Driving through the Adirondack Park on an audit route this weekend, I found myself passing through Old Forge. Old Forge, the place of many summer family getaways, canoeing on the rivers and lodging in mini log cabins and bed and breakfasts.
They all started the same. Mom and Dad would pack frantically, at the last minute as was with everything, while my little brother Kamryn and I would gather our books and DVDs. Mom and Dad would load up her green Mercedes SUV, while Kamryn and I would bicker about which side of the car (Mom's or Dad's) each would sit on. A strange premonition of the split my family would suffer only a few short years later. Finally ready, we launched. Soon we would arrive, greeted by log cabins in miniature.
Those were happy days. Those were filled with wonder, as sparks floated out of camp fires like red hot fireflies. Those days were filled with stories, memories, learning, experiencing. Many times we would emerge from our cabin to find deer grazing around the clearing. Approaching slowly we were able to feed and pet the desensitized creatures while mom looked on, camera in hand.
Dad had never been an adventurous person, so naturally Mom would take us in the canoes. I remember paddling with her as Kamryn lazed around as if we were servants, as she told us stories about how wild rice was harvested from rivers just like this one fourteen hundred miles away in her native land of Minnesota.
I've wanted to go back, relive some memories, see some spots, but I hadn't gotten the chance. Unfortunately for me, I was working past dark so seeing places wasn't a possibility this weekend. But on my way there I was struck by how beautiful it is in that area. I pulled over by a small lake to take in the sunset and I realized how blessed I am to live in this beautiful State in which world renown cities cohabitate with hidden beauty such as this.

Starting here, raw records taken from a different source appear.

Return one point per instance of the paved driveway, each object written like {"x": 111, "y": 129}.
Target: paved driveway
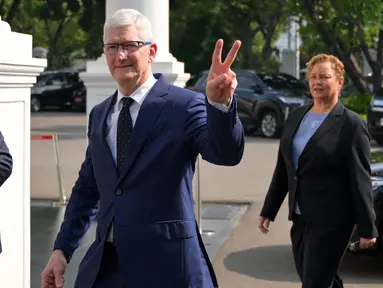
{"x": 247, "y": 258}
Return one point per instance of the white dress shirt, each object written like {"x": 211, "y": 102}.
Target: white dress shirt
{"x": 138, "y": 96}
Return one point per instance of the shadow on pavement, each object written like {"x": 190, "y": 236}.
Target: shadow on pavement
{"x": 275, "y": 263}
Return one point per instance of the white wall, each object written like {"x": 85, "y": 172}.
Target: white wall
{"x": 18, "y": 71}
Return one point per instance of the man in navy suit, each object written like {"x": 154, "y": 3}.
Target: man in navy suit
{"x": 6, "y": 164}
{"x": 138, "y": 170}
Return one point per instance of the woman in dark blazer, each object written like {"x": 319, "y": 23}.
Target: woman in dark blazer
{"x": 324, "y": 164}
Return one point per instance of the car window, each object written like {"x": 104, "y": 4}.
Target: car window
{"x": 201, "y": 82}
{"x": 245, "y": 81}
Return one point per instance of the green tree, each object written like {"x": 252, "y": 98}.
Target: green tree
{"x": 196, "y": 25}
{"x": 92, "y": 22}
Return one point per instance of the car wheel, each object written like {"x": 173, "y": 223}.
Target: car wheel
{"x": 35, "y": 104}
{"x": 268, "y": 125}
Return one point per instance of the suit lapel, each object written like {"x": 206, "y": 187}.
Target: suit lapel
{"x": 327, "y": 124}
{"x": 106, "y": 154}
{"x": 293, "y": 128}
{"x": 149, "y": 112}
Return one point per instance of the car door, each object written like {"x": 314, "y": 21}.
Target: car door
{"x": 247, "y": 94}
{"x": 53, "y": 90}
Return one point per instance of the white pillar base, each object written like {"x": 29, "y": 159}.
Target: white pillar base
{"x": 18, "y": 71}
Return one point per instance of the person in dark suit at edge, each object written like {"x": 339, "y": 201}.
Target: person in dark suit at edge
{"x": 139, "y": 165}
{"x": 6, "y": 165}
{"x": 323, "y": 164}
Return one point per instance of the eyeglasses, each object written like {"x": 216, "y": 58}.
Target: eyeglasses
{"x": 128, "y": 47}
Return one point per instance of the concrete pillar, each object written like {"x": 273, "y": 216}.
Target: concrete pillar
{"x": 18, "y": 71}
{"x": 101, "y": 85}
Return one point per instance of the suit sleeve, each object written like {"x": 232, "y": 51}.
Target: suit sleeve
{"x": 6, "y": 161}
{"x": 81, "y": 208}
{"x": 360, "y": 180}
{"x": 217, "y": 135}
{"x": 278, "y": 189}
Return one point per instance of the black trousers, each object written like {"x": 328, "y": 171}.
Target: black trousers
{"x": 108, "y": 275}
{"x": 318, "y": 252}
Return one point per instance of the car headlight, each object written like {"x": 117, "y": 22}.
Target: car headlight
{"x": 291, "y": 100}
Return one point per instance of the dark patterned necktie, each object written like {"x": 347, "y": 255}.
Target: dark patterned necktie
{"x": 124, "y": 131}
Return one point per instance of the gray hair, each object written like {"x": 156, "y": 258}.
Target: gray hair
{"x": 127, "y": 17}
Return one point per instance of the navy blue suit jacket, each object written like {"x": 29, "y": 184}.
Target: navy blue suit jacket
{"x": 151, "y": 200}
{"x": 6, "y": 164}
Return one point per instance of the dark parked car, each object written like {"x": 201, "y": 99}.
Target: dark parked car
{"x": 63, "y": 89}
{"x": 263, "y": 105}
{"x": 377, "y": 184}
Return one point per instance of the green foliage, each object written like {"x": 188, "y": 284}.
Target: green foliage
{"x": 357, "y": 103}
{"x": 196, "y": 26}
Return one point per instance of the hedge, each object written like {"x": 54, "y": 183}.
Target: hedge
{"x": 357, "y": 103}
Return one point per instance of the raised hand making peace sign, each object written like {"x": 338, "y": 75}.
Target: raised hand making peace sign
{"x": 222, "y": 81}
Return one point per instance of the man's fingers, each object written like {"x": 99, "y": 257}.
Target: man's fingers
{"x": 217, "y": 54}
{"x": 232, "y": 54}
{"x": 267, "y": 223}
{"x": 263, "y": 224}
{"x": 59, "y": 278}
{"x": 218, "y": 82}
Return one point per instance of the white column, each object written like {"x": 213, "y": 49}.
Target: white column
{"x": 18, "y": 71}
{"x": 101, "y": 85}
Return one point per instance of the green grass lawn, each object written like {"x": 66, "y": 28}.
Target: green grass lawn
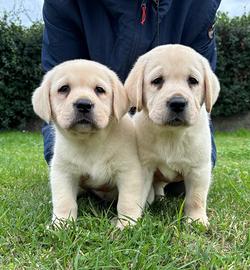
{"x": 161, "y": 240}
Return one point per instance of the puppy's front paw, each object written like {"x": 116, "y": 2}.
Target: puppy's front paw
{"x": 199, "y": 217}
{"x": 122, "y": 223}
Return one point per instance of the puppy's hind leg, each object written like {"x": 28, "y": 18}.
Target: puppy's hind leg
{"x": 197, "y": 185}
{"x": 130, "y": 203}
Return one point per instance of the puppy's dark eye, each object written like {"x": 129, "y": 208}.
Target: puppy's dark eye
{"x": 64, "y": 89}
{"x": 158, "y": 81}
{"x": 192, "y": 81}
{"x": 99, "y": 90}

I've been thinking a lot lately, initiated by the changes about to happen. Thoughts and memories, both hopeful and morose, have plagued my conscious. Memories of my mother and the relationship I wish I could have with her, worries about my father and his prospect once I move out, regrets based on my lack of presence in Kamryn's life... I know that it's not that I don't care, but that I am not about to let things that I cannot control ruin my future. I'm moving to a bright new promising city, into an apartment of my own. This alone is enough to make me cry with joy. As I went shopping for decor and household items I found my eyes welling up in TJMaxx, realizing that this was the first time that I was making these decisions and choices and advancements on my own. I realized that I was free. I'm an adult. This is my life and I'm building it. I've finally broken from the prison I lived in for so long, living under other people's expectations and realizing that the only ones that mattered were my own and God's.
This is my life. Not Mom's, not yours, not anyone else's. And I like it like that.